Comparative Education: Law and Policy


Public Interest Law

In the United States and abroad, policy makers and educators are increasingly driven by the idea that high school graduates must emerge ready to conquer college and the rapidly changing entrepreneurial economy of the twenty first century. At the same time, there is growing recognition that current secondary school systems are ineffective at realizing these ambitions, because they still bear the framework of the industrial economies they were designed to serve at the turn of the twentieth century.
 
After outlining the broad landscape of K-12 education in the United States and more particularly California, this course will examine how a number of different countries have started to reimagine their approach to secondary education. The spectrum of topics we will look at include the privatization movement and school choice, the place of teachers in education reform, curricular innovations and use of technological tools, and the role of standardizing testing, along with international benchmarking, in measuring the success of policies.
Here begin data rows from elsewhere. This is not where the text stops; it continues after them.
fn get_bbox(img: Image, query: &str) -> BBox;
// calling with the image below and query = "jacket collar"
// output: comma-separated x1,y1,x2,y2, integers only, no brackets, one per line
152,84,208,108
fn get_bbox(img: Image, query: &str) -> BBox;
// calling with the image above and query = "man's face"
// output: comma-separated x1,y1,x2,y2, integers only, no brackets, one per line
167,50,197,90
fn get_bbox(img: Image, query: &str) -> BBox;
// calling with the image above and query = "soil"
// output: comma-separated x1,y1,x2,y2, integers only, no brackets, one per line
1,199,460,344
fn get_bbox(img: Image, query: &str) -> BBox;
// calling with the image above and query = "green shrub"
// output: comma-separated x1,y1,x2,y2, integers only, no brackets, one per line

For each country we will endeavor to understand how educators define a pedagogical approach that is germane to the 21st century, as well as how these ideas become policy goals and are put into practice in educational programs? We will round out the course by looking at what constitutes high performance in education, whether those criteria are similar across different countries, and whether they are transferable to the United States.

Each week, students will be expected to post one meaningful quote from the weekly reading material, explain their choice in the post, and include a compelling question that arises from the quote. The reaction posts will be graded pass/fail. Each student is also expected to prepare 1-2 short presentations on one or more of the articles included in the reading. In addition, each student must write a paper about a contemporary issue at the intersection of education, law and policy. This paper may be structured to satisfy the SAW requirement.

There are no prerequisites for taking this course.